Robert “Bob” Belyea, a resident of Potsdam, died peacefully at his home on December 18, 2015. He was 93. He is survived by his wife of 71 years, Shirley, and his daughter Deborah Cady of Hannawa Falls. A son, Eric and a sister Ann White predeceased him. Funeral arrangements are with the Garner Funeral Home. Calling hours will be on Monday December 21, 2015 from 3pm to 7pm. A funeral service will be held at the funeral home on Tuesday, December 22, 2015 at 2:30pm with Father Howard Venette officiating.
He was born in Massena on May, 09 1922 the son of the late Dr. Leonard and Ruth (balch) Belyea, moving to Potsdam when he was 10. After graduation from Potsdam High School, he joined the Army Air Force during World War II and trained and qualified as a fighter pilot, but by then the military was looking at invading Japan and needed more bomber pilots, so he became a co-pilot in B-24s, B-17s and B-25s.
After the war he worked at the Racquette River Paper Company, eventually running the coating division for fancy coated papers. When the plant was sold, he moved to Van Ness Hardware Stores as a store manager, overseeing six or seven stores around the North Country. He was also helping a carpenter at Van Ness and decided he liked that better than traveling to a different store every day.
He was a technician with the building program at what is now SUNY Canton for 15 years, where he helped start the annual project of building modular homes. He retired in 1975.
Bob had a lifelong passion for the outdoors and woodworking. He was active to the end of his long life making canoes and collecting antiques.
“You’ve got to have something to do,” Bob often said and he did a lot. His home was filled with award-winning decoys and other bird carvings, and collectibles of several varieties: old glass power line insulators, bottles, horns and antlers, fishing flies, powder horns, arrowheads, 5,000-year-old stone canoe gouges, and bonsai trees.
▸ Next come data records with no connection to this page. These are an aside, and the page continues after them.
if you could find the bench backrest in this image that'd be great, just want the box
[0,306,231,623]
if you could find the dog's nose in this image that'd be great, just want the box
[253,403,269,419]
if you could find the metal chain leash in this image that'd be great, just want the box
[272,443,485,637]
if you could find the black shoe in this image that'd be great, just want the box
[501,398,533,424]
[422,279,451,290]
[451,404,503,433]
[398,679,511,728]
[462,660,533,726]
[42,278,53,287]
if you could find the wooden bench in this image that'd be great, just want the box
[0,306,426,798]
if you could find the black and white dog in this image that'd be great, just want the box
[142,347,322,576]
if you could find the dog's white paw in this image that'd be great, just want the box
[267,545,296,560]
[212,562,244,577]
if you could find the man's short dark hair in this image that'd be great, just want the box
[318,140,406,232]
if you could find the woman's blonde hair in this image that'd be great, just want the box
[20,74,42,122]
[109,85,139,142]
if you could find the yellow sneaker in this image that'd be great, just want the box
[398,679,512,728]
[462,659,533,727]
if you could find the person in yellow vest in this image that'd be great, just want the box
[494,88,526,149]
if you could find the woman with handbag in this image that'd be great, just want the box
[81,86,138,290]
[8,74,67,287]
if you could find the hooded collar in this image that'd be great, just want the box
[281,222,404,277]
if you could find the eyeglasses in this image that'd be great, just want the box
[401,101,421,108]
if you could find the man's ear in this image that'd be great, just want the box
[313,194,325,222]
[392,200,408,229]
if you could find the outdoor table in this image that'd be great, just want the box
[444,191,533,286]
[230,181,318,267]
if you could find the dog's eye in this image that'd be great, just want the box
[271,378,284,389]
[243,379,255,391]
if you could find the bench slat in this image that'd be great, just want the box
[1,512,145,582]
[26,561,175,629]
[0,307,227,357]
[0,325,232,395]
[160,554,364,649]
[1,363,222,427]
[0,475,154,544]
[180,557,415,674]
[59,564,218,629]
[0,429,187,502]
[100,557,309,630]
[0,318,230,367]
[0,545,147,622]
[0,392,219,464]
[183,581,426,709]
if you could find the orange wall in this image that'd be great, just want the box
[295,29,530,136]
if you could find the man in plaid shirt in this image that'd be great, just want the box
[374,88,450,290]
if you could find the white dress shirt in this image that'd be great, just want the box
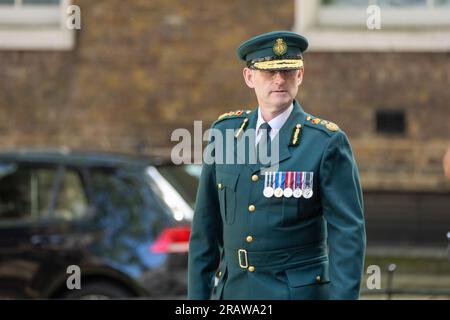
[255,103,293,146]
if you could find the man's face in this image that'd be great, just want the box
[243,68,303,110]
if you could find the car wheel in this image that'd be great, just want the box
[61,281,135,300]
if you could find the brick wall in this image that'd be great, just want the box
[0,0,448,191]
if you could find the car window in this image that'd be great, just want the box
[53,168,89,221]
[0,163,58,224]
[89,169,143,219]
[89,168,172,237]
[155,164,201,209]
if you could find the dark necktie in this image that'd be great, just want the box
[257,122,272,160]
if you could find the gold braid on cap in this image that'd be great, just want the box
[251,59,304,70]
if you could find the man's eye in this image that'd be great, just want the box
[287,71,299,77]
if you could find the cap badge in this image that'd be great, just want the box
[273,38,288,56]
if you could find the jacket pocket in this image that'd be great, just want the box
[267,197,298,227]
[217,171,239,225]
[281,197,299,227]
[285,259,330,300]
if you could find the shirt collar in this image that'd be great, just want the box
[256,103,294,134]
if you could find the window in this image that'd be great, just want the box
[0,164,58,224]
[376,109,406,135]
[54,168,89,221]
[0,0,75,50]
[89,169,172,237]
[155,164,200,210]
[319,0,450,28]
[0,164,90,225]
[294,0,450,51]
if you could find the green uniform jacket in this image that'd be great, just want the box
[188,100,366,300]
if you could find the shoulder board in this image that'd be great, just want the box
[304,115,340,134]
[216,109,251,122]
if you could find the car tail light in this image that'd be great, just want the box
[150,226,191,253]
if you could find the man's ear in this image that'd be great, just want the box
[297,68,304,86]
[243,67,255,89]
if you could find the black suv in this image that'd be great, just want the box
[0,149,194,299]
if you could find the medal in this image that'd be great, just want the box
[263,171,274,198]
[303,172,314,199]
[274,172,283,198]
[283,171,293,198]
[274,188,284,198]
[293,171,302,198]
[303,188,313,198]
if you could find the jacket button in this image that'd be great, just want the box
[218,271,222,277]
[251,175,259,182]
[316,275,321,283]
[248,266,255,272]
[248,205,255,212]
[217,183,223,190]
[246,236,253,243]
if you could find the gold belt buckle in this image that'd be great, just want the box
[238,249,248,269]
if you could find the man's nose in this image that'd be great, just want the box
[273,71,286,83]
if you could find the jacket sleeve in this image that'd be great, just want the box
[319,130,366,300]
[188,135,222,299]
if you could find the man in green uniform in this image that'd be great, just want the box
[188,31,366,300]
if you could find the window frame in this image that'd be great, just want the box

Starting in the late 1950s he began bird carving. He won a Canadian national competition in 1968, a best-in-show in the amateur division at the U.S. national decoy show in Salisbury, Md., in 1971, and then turned his talents to building canoes, about one a year. He built about 30, including one of a single piece of birch bark that took him four years to find.
A digital camera turned him into an outstanding nature photographer.
He hunted and fished all his life, travelling well into northern Canada with his buddies. His favorite local angling spot was on Carry Reservoir, along the Raquette in Colton.
Bob’s home, which he and his family built by hand, was a museum of natural history and a regular gathering place for his many family and friends who were always eager to see his latest creations and acquisitions and to hear the stories of his fascinating life.
In lieu of flowers, the family has requested that memorial donations be made to the Potsdam Humane Society or Hospice and Palliative Care of St. Lawrence Valley.